Gondolayu terletak di Jalan Jenderal sudirman, Yogyakarta. Kampung yang berada di pusat kota Yogyakarta atau tepatnya di kawasan kali Code ini merupakan salah satu kampung padat penduduk di Yogyakarta, permasalahan yang terjadi di kampung ini adalah adanya praktek jual beli tanah yang melibatkan calo dan makelar tanah tanpa memperhatikan asas keberlangsungan hidup masyarakatnya, sehingga menghilangkan sebagian tempat tinggal warga yang mayoritas dalam satu rumah terdapat lebih dari satu keluarga dan anak-anak. Bukan hanya menghilangkan tempat tinggal mereka saja, kampung gondolayu juga kehilangan aktifitas anak bermain akibat perpindahan paksa atau aksi terpaksa berpindah yang dilakukan warganya akibat tidak memiliki pilihan.

 

Pemaknaan

Sabda Warga dalam Kamus Besar Bahasa Indonesia dapat dipilah menjadi dua kata, yakni Sabda dan Warga. Sabda merupakan kata atau perkataan, sedangkan Warga merupakan perkumpulan atau tingkatan dalam masyarakat. Dapat dikatakan Sabda Warga sebagai perkataan atau tuntutan yang dilontarkan oleh warga. Dalam konteks karya kali ini, Sabda Warga berisi seruan atau tuntutan warga dalam upaya melawan ketidakadilan dan merebut hak-hak yang telah diambil alih oleh sebagian penguasa atas kepentingan pribadi. Berdasarkan konsep yang tertulis dalam buku paduan biennale, Sabda Warga merupakan bentuk visual atas perjuangan sebagaian warga jogja guna melawan perubahan kota akibat terfokus pada perwujudan kota wisata dan belanja, sayangnya perubahan atau pembangunan tersebut tidak memperhatikan hak atau keberlangsungan warga sebagai subjek penting dalam penentuan arah gerak dan ruang hidupnya.

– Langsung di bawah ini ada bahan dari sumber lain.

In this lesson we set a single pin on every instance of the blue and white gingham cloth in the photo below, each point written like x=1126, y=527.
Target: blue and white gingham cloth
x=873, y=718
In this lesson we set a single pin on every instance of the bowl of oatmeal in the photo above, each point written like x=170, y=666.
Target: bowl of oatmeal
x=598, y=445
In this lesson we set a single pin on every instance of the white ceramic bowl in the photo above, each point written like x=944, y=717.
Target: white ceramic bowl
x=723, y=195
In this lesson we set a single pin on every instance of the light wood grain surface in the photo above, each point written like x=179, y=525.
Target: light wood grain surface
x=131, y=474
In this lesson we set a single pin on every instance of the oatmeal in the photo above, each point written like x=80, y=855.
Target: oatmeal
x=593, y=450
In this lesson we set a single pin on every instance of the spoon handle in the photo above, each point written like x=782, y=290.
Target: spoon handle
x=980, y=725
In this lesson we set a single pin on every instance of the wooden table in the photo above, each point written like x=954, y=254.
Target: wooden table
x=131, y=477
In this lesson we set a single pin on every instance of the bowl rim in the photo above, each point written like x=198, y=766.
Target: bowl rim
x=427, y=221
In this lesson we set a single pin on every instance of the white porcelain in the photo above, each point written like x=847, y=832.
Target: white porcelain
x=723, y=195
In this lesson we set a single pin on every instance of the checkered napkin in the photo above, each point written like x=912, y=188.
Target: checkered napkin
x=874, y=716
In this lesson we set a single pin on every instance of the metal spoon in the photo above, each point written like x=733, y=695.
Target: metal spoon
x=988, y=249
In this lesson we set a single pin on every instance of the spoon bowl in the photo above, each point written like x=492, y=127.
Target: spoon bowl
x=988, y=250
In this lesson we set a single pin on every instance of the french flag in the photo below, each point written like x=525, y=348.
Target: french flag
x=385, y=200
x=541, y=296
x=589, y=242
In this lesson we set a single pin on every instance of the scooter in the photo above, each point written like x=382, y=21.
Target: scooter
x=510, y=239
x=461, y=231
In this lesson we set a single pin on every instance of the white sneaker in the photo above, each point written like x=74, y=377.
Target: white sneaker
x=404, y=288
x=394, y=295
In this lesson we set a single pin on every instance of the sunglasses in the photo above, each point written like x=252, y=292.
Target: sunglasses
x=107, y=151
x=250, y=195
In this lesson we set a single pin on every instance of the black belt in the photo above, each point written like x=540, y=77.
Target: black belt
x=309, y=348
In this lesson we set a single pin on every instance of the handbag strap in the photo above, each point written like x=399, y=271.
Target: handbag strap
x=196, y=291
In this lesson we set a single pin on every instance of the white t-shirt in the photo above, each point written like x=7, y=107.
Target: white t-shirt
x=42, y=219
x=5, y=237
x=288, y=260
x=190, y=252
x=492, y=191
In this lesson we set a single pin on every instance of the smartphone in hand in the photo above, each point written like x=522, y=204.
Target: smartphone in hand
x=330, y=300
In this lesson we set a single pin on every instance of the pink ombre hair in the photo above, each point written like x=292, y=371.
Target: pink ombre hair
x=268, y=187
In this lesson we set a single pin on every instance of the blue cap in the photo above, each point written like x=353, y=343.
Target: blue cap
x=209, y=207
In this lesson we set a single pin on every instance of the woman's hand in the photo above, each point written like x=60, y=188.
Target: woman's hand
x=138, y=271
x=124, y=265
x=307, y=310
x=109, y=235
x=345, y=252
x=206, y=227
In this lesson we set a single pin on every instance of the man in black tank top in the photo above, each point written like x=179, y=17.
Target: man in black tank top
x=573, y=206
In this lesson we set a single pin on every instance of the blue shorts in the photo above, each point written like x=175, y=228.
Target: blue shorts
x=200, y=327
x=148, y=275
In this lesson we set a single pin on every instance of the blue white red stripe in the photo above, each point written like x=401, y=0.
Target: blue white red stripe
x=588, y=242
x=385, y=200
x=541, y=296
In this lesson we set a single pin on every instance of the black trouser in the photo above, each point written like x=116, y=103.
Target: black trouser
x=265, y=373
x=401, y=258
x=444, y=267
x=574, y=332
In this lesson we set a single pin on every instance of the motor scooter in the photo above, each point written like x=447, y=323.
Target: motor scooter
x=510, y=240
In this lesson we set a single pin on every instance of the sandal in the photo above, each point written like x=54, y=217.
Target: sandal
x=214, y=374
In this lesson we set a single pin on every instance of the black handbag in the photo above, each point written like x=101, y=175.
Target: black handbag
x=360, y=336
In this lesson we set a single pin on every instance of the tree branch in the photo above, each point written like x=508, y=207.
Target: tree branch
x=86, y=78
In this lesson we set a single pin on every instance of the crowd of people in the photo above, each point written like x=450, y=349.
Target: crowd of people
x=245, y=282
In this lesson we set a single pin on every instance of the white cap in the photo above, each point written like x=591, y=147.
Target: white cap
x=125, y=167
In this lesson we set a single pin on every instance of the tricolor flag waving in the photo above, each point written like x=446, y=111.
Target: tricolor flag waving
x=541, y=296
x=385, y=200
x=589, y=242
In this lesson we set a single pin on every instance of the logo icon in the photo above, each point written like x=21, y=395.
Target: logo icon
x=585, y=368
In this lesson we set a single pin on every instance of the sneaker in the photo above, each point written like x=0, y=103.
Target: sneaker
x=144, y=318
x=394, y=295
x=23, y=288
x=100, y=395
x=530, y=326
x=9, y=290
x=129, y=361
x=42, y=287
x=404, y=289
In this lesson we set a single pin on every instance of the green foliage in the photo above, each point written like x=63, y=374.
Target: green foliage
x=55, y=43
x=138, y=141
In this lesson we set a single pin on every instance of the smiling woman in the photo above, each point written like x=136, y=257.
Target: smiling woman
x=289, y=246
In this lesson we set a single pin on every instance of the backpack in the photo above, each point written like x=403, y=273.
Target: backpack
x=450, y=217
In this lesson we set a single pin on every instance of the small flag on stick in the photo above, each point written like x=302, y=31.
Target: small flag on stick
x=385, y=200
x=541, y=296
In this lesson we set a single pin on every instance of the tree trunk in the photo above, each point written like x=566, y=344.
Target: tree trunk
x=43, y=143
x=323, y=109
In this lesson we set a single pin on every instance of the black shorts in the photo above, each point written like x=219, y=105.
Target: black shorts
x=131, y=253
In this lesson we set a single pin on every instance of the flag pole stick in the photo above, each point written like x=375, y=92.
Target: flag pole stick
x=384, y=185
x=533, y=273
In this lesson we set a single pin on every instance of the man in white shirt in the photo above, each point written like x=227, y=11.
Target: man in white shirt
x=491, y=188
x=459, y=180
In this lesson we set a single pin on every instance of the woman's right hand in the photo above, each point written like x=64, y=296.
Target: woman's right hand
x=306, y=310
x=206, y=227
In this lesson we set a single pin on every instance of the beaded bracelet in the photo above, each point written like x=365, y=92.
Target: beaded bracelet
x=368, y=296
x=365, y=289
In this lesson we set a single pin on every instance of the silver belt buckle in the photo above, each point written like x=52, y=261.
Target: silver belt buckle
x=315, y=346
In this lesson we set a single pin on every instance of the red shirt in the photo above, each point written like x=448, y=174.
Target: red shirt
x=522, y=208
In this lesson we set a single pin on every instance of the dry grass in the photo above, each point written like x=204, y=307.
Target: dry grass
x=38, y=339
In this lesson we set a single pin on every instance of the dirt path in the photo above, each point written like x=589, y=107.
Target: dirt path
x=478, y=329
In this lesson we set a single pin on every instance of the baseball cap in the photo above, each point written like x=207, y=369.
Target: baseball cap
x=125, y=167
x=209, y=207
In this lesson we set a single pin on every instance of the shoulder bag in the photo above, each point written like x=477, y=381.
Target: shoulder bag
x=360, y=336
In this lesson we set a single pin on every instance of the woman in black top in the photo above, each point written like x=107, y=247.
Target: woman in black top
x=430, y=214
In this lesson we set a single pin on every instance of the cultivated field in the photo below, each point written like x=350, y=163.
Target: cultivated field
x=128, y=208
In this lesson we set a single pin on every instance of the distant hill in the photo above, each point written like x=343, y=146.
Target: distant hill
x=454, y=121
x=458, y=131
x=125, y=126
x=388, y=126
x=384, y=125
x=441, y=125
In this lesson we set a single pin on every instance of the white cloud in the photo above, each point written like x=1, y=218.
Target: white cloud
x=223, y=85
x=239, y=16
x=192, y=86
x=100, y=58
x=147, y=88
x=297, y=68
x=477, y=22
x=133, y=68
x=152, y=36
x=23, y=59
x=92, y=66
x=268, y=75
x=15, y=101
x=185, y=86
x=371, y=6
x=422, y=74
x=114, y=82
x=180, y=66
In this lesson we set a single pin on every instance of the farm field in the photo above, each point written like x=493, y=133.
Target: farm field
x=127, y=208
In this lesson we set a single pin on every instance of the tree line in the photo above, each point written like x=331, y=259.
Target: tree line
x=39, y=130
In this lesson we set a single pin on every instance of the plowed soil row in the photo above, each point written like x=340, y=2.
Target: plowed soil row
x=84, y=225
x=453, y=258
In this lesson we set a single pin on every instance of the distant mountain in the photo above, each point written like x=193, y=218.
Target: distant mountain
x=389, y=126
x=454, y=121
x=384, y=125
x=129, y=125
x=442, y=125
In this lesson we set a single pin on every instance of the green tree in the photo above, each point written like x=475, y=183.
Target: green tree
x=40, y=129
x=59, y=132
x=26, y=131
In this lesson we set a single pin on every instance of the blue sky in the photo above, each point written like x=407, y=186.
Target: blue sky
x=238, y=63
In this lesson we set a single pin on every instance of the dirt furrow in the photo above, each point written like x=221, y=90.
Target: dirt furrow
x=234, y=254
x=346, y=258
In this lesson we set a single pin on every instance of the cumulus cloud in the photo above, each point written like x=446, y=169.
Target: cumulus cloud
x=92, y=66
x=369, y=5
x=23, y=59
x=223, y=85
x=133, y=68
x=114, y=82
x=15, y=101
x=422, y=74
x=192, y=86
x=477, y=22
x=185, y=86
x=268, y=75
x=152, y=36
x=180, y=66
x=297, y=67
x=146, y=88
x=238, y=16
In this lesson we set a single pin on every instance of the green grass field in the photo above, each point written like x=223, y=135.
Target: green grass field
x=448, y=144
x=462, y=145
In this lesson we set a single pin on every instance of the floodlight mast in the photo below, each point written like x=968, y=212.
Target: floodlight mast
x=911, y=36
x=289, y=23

Selain itu pemilihan toa sebagai objek yang dijadikan logo dari pergerakan sabda warga dapat diinterpretasikan sebagai konotasi perlawanan berbentuk orasi bagi kaum yang dirampas hak dan keadilannya, karena di indonesia toa merupakan salah satu properti yang selalu hadir sebagai pengeras suara saat terdapat kelompok masyarakat menyuarakan aspirasinya di depan gedung pemerintahan ataupun  sudut-sudut keramaian kota. Logo Sabda Warga sendiri terdiri dari tiga elemen utama, gestalt toa dengan dilengkapi teks Sabda di tengahnya dan teks Warga yang diposisikan sebagai anomatope suara dari toa tersebut. Penempatan teks Sabda yang berada di dalam bagian Toa dapat digambarkan sebagai Sumber suara atau pernayatan, sedangkan teks warga yang lebih dinamis, karena bentuknya menyerupai anomatope, merupakan penegasan bahwa masyarakat sejatinya memiliki andil untuk bersuara dan mengemukakan pendapat.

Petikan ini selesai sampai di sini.